KPK Periksa Ajudan Mantan Gubernur Riau Karena Keterangan Palsu

Friday, 21 Februari 2014 | View : 834

JAKARTA-SBN.

Tim penyidik lembaga antirasuah, Komisi Pemberantasan Korupsi (KPK) memeriksa mantan ajudan Gubernur Riau, Said Faisal alias Hendra sebagai tersangka pemberi keterangan palsu dalam kasus dugaan suap pembahasan anggaran PON XVIII Riau tahun 2012. "Iya (diperiksa sebagai tersangka)," kata Said Faisal saat dikonfirmasi di Gedung KPK, Jalan HR Rasuna Said, Kuningan, Jakarta Selatan, Jumat (21/2/2014).

Saat diminta menjelaskan secara detail tentang kasus yang menderanya dia tidak berkomentar banyak. "Kita ikuti saja prosesnya," katanya.

Said Fisal alias Hendra, mantan ajudan Gubernur Riau Rusli Zainal masuk dalam daftar cegah ke luar negeri tercatat sejak pekan ini hingga enam bulan kedepan. “Pencegahan dilakukan oleh Direktorat Jenderal Imigrasi dan dapat termonitor ke seluruh Kantor Imigrasi yang ada di Indonesia," ungkap Humas Imigrasi Pekanbaru, Kurniadi kepada wartawan di Pekanbaru, Jumat (21/2/2014).

Sejak kapan persisnya permohonan cegah itu masuk ke Dirjen Imigrasi, Kurniadi mengaku tidak mengetahuinya secara persis. "Yang jelas, pihak bersangkutan benar telah masuk dalam daftar cegah atau tidak dibolehkan bepergian ke luar negeri," bebernya.

Komisi Pemberantasan Korupsi (KPK) sebelumnya dikabarkan telah mengirimkan surat pencegahan ke luar negeri untuk mantan ajudan Gubernur Riau Rusli Zainal (sebelum Annas Maamun) yakni Said Faisal alias Hendra, terkait kasus pemberian keterangan palsu di persidangan dan dugaan korupsi Pekan Olahraga Nasional (PON).

Pencegahan ke luar negeri tersebut menurut informasi dari KPK berlaku sejak 18 Februari 2014 selama 6 bulan ke depan.

Juru bicara KPK, Johan Budi Sapto Prabowo, lewat sambungan telepon mengatakan, pihaknya mengirimkan permintaan cegah bepergian ke luar negeri atas nama Said Faisal dalam rangka penyidikan.

Majelis Hakim Pengadilan Tindak Pidana Korupsi (Tipikor) Pekanbaru sebelumnya telah memerintahkan Jaksa Penuntut Umum (JPU) dari KPK untuk menahan Said Faisal dan menetapkannya sebagai tersangka setelah memberikan keterangan berbelit hingga dianggap berdusta.

Sebelumnya, Said Faisal ditetapkan sebagai seorang yang memberikan keterangan palsu saat bersaksi dalam persidangan atasannya yaitu mantan Gubernur Riau Rusli Zainal dalam kasus suap PON.

Sejumlah bukti kuat diperoleh KPK salah satunya rekaman suara terkait transaksi suap pengesahan Peraturan Daerah tentang PON Riau.
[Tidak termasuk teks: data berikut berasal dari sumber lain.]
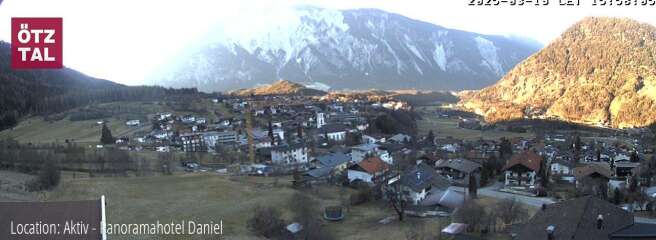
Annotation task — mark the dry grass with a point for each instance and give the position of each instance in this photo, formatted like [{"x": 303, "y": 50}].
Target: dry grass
[
  {"x": 443, "y": 127},
  {"x": 12, "y": 187},
  {"x": 208, "y": 197}
]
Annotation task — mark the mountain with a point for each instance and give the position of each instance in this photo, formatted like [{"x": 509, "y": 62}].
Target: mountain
[
  {"x": 27, "y": 91},
  {"x": 281, "y": 87},
  {"x": 601, "y": 71},
  {"x": 342, "y": 49},
  {"x": 43, "y": 92}
]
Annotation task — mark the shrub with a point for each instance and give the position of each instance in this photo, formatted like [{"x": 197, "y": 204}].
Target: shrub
[
  {"x": 48, "y": 178},
  {"x": 266, "y": 222}
]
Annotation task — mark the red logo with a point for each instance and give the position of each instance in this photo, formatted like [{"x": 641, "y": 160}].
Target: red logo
[{"x": 36, "y": 43}]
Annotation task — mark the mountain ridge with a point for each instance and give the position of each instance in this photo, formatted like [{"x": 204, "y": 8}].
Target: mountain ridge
[
  {"x": 600, "y": 71},
  {"x": 280, "y": 87},
  {"x": 345, "y": 49}
]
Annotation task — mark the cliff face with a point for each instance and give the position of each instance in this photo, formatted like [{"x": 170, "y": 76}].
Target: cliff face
[
  {"x": 343, "y": 49},
  {"x": 601, "y": 71}
]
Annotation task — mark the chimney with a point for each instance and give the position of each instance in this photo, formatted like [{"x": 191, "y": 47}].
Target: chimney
[
  {"x": 600, "y": 221},
  {"x": 550, "y": 232}
]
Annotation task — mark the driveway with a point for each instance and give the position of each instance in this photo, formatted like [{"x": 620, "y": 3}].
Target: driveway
[{"x": 492, "y": 191}]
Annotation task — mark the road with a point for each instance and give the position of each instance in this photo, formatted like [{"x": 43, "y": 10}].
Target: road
[{"x": 492, "y": 191}]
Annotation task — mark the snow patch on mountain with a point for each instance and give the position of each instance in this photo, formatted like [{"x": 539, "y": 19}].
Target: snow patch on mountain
[
  {"x": 439, "y": 56},
  {"x": 318, "y": 86},
  {"x": 488, "y": 51}
]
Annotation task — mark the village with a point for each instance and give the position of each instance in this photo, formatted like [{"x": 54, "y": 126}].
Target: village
[{"x": 374, "y": 147}]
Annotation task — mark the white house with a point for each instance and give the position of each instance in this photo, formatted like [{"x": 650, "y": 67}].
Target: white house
[
  {"x": 291, "y": 154},
  {"x": 370, "y": 138},
  {"x": 363, "y": 151},
  {"x": 334, "y": 132},
  {"x": 321, "y": 119},
  {"x": 370, "y": 170},
  {"x": 133, "y": 123},
  {"x": 522, "y": 169},
  {"x": 359, "y": 152},
  {"x": 562, "y": 168}
]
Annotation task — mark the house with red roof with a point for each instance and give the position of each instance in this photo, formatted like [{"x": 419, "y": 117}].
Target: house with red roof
[
  {"x": 522, "y": 169},
  {"x": 369, "y": 170}
]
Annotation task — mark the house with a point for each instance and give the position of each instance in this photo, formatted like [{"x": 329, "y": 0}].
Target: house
[
  {"x": 522, "y": 169},
  {"x": 363, "y": 151},
  {"x": 334, "y": 132},
  {"x": 333, "y": 160},
  {"x": 133, "y": 123},
  {"x": 321, "y": 119},
  {"x": 188, "y": 119},
  {"x": 458, "y": 170},
  {"x": 213, "y": 138},
  {"x": 400, "y": 138},
  {"x": 290, "y": 154},
  {"x": 419, "y": 181},
  {"x": 561, "y": 166},
  {"x": 373, "y": 138},
  {"x": 593, "y": 177},
  {"x": 193, "y": 142},
  {"x": 370, "y": 170},
  {"x": 160, "y": 134},
  {"x": 581, "y": 218}
]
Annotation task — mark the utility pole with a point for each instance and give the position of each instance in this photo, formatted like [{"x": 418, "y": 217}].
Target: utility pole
[{"x": 249, "y": 133}]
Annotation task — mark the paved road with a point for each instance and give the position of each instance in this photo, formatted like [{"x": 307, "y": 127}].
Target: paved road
[
  {"x": 645, "y": 220},
  {"x": 491, "y": 191}
]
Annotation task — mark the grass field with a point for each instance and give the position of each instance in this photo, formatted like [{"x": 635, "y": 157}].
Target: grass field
[
  {"x": 38, "y": 130},
  {"x": 209, "y": 197},
  {"x": 444, "y": 127}
]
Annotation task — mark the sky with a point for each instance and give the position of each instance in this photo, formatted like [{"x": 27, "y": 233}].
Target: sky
[{"x": 125, "y": 40}]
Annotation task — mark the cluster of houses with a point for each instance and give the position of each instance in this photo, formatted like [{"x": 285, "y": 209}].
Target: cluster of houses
[{"x": 310, "y": 136}]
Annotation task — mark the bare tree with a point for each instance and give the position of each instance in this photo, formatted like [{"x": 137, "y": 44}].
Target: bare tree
[
  {"x": 511, "y": 211},
  {"x": 472, "y": 214},
  {"x": 266, "y": 222}
]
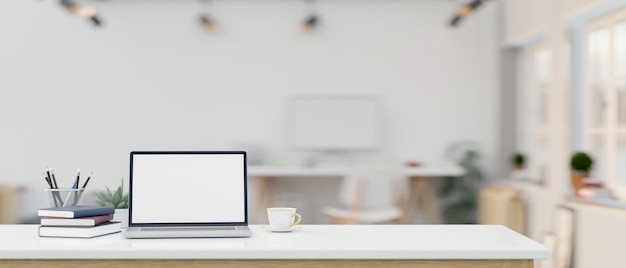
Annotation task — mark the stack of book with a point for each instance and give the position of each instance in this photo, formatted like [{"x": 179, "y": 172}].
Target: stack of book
[{"x": 77, "y": 221}]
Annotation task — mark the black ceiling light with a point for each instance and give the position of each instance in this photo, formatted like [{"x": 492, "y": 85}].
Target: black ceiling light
[
  {"x": 312, "y": 20},
  {"x": 207, "y": 22},
  {"x": 465, "y": 10},
  {"x": 85, "y": 12}
]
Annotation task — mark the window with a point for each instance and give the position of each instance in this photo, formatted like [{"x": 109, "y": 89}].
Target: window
[{"x": 605, "y": 107}]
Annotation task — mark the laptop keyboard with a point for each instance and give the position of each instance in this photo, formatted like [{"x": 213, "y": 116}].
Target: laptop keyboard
[{"x": 187, "y": 229}]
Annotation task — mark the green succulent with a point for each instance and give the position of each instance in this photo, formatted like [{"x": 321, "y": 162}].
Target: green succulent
[
  {"x": 581, "y": 161},
  {"x": 116, "y": 199}
]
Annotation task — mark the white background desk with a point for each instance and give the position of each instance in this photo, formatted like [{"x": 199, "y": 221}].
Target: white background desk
[
  {"x": 421, "y": 195},
  {"x": 337, "y": 245}
]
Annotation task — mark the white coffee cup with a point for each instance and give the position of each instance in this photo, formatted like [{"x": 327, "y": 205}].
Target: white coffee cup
[{"x": 283, "y": 217}]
Dalam lanjutan sidang untuk terdakwa mantan Gubernur Riau, Rusli Zainal itu, Jaksa KPK berulang kali memutarkan rekaman percakapan terkait penerimaan dana Rp 500 juta untuk Rusli Zainal antara Said Faisal dan Lukman Abbas serta Kepala Cabang PT. Waskita Karya.

Said Faisal saat itu menyatakan bantahan terkait keterlibatannya menjadi perantara pemberian suap.

KPK dikabarkan juga telah memeriksa sejumlah saksi untuk menguatkan status tersangka Said Faisal.

Penetapan tersangka Said Faisal itu merupakan pengembangan penyidikan Tindak Pidana Korupsi (Tipikor) oleh KPK dalam skandal terkait Pekan Olahraga Nasional (PON) di Riau.

Terdapat kemungkinan akan ada tersangka lainnya yang tersangkut kasus pesta olahraga lima tahunan itu. Alasannya KPK menyatakan kasus akan terus dikembangkan tidak hanya berhenti pada Said Faisal saja.

Said Faisal merupakan pejabat di Sekretariat Daerah Provinsi Riau diduga melanggar Pasal 22 juncto Pasal 35 UU Nomor 31 Tahun 1999 sebagaimana diubah dengan UU No.20 Tahun 2001 tentang Pemberantasan Tindak Pidana Korupsi (Tipikor).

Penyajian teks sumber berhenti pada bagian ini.